No caso da banda AfroReggae, o grupo parece responder a isto procurando uma solução estética própria, fugindo não só do estereótipo “meninos que tocam tambor”, mas também do estilo “batidania”.15 O antropólogo Hermano Vianna definiu assim a música da banda:

o multiestilo afroreggae é produto do encontro de algumas das manifestações mais vitais surgidas na música brasileira em tempos recentes: mangue beat; rap paulistano; samba-reggae baiano; funk carioca. Aqui e ali os ecos do reggae jamaicano traduzido pelo Rappa, do hip-hop-hardcore transformado pelo Planet Hemp, das batidas de xaxado e techno ou de toques de capoeira e candomblé. Não é fusão. Mas é mais que justaposição.
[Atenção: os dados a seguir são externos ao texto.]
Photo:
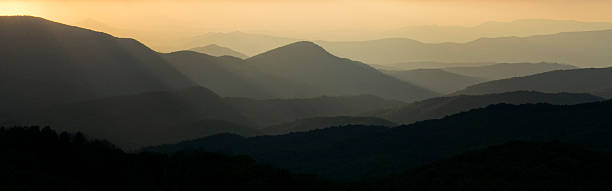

Música-Barraco: construída com uma variedade estonteante de elementos, mas elementos que se juntam seguindo um método, um plano e transformam-se em lares (sonoros ou não), e o conjunto dos lares forma uma comunidade.16

As novas produções musicais de MV Bill, segundo a crítica, vêm seguidamente incorporando formas mais musicais, além de samplers de samba e de músicos, como Caetano e Sandra de Sá,17 inovações heterodoxas no contexto hip-hop, como se observa em seu último CD, Falcão, o bagulho é doido. Como escritores, MV Bill e Celso Athayde tornaram-se primeiramente co-autores, com Luiz Eduardo Soares, e depois autores de livros com grande vendagem nacional. Como cineastas, Bill e Athayde optaram pela parceria com a Rede Globo para finalizar seu primeiro documentário.18

O Nós do Morro tem dado inúmeras mostras de sua preocupação com uma produção efetivamente artística e de qualidade. Ao combinar, na trajetória de 20 anos, criações coletivas (Amores trágicos) com textos clássicos (Sonhos de uma noite de verão e Dois cavaleiros de Verona), uma preocupação central tem sido a profissionalização de atores e a produção de bons espetáculos.

Tudo indica que esses grupos sabem que sucumbirão num mercado altamente competitivo se permanecerem na perspectiva dos “jovens de projetos socais”, e vêm investindo enormes esforços para se capacitarem como artistas profissionais. Além disso, a circulação desses grupos e de suas lideranças entre artistas da música, da literatura e do cinema contemporâneos da cena cultural brasileira dos anos 90 e da presente década marcou possivelmente suas trajetórias culturais tanto quanto seus compromissos com a comunidade.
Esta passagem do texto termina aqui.